Go to contents

Let’s plant apple trees today with tenacity

Posted August. 07, 2020 07:45,   

Updated August. 07, 2020 07:45

한국어

When asked to do experimental testing, students get dubious and say, “Would it make sense?” It takes a great deal of effort and time to put into finding the right answer but it leads you to the answer. Regrettably, even if you start anew, it is highly likely that you give up on it soon.

French author Jules Verne released a novel titled “From the Earth to the Moon” in 1867, describing a wild imaginary story of humans riding a cannonball to the moon. Around 100 years later, in 1969, the Apollo 11 landed on the moon. What is inspiringly amazing is not just about a sci-fi fragment of the novel’s imagination but about how open-minded people were to such an apparently absurd book. It is daring imagination that people need to sustain their life on the Earth. A while ago, it was surprising that the International Thermonuclear Experimental Reactor (ITER), an international nuclear fusion research and engineering megaproject, just came under construction. The mechanism of using nuclear fusion for electric generation in the ITER is the same as how the sun generates solar energy.

The megaproject dates back to 1985 when then-U.S. President Ronald Reagan and then-Soviet Union leader Mikhail Gorbachev agreed on a nuclear non-proliferation agreement. In some sense, it was lucky for South Korea to become an official member state of the ITER project back in 2003. The reactor is expected to be completed in 2025, and a series of testing on nuclear fusion generation will be carried out around 2040. Fifty five-year efforts will lead the project to the final line and come to fruition.

To be specific, all of the ITER project might have begun with the birth of quantum mechanics 100 years ago. Around the early 20th century, physicists started to find that solar energy derived from nuclear fusion. For example, New Zealand–born British physicist Ernest Rutherford discovered the nucleus of an atom in 1911 and British physicist James Chadwick proved neutrons in 1932. The sun up above the sky is a ball-shaped element composing of hydrogen. The burning sun can be explained by the process of how the atomic number 1 hydrogen turns into the atomic number 2 helium. The fusion of hydrogen to form helium leads to the loss of mass, which transforms into light and heat. The physical backgrounds behind nuclear fusion energy were proved by Soviet-American George Gamow.

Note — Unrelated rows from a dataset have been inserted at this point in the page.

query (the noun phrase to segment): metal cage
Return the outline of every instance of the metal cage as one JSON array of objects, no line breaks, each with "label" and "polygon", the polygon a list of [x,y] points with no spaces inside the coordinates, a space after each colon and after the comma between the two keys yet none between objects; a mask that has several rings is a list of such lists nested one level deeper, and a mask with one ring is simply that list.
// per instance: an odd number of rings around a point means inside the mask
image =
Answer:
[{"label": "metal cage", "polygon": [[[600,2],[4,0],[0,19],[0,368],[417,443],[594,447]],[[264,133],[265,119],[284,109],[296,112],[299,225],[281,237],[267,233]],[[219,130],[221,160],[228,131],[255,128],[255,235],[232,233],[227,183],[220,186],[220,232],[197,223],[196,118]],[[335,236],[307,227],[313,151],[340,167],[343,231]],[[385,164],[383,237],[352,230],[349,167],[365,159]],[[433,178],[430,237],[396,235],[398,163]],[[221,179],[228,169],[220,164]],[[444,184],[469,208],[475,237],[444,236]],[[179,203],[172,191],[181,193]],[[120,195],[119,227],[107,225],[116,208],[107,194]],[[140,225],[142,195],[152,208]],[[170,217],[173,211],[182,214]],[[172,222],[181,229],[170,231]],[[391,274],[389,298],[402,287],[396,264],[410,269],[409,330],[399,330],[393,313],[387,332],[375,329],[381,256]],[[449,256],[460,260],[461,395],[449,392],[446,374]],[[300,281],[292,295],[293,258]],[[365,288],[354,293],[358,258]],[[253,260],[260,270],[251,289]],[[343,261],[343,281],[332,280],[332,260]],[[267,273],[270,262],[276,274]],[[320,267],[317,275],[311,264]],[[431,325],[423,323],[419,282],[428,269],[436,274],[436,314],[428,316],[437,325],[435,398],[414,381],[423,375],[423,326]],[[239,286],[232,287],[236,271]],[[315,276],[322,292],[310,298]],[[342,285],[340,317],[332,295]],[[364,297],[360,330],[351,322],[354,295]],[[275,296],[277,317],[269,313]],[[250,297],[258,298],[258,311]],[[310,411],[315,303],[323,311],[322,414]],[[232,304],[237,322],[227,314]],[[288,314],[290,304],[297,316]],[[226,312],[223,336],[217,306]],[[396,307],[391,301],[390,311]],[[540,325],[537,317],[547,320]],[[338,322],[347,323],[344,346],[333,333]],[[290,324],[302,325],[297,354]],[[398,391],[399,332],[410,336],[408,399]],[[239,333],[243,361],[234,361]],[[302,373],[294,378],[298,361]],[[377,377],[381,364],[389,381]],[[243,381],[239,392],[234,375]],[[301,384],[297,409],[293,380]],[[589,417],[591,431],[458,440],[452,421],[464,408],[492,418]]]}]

7.1 grams of hydrogen, the size of one and a half of cube sugar, carry out nuclear fusion to generate a larger amount of energy by 10 times than that produced by oil and coals for a year. The relationship between mass and energy is proved and explained by Albert Einstein’s “E=mc2,” or the theory of relativity. Nuclear fusion is by far the most effective energy generation source throughout human history. As nuclear fusion does not pollute air and pose a safety risk to humans, it differentiates itself from nuclear energy plants.

Every single day is full of unpredictable events. Viral attacks are only growing to threaten humanity. Even if life on the Earth is just like a war, it will go on. All of such adversity makes it more important for us to look into the coming years and head toward better days to come, as if we planted apple trees on the battlefield.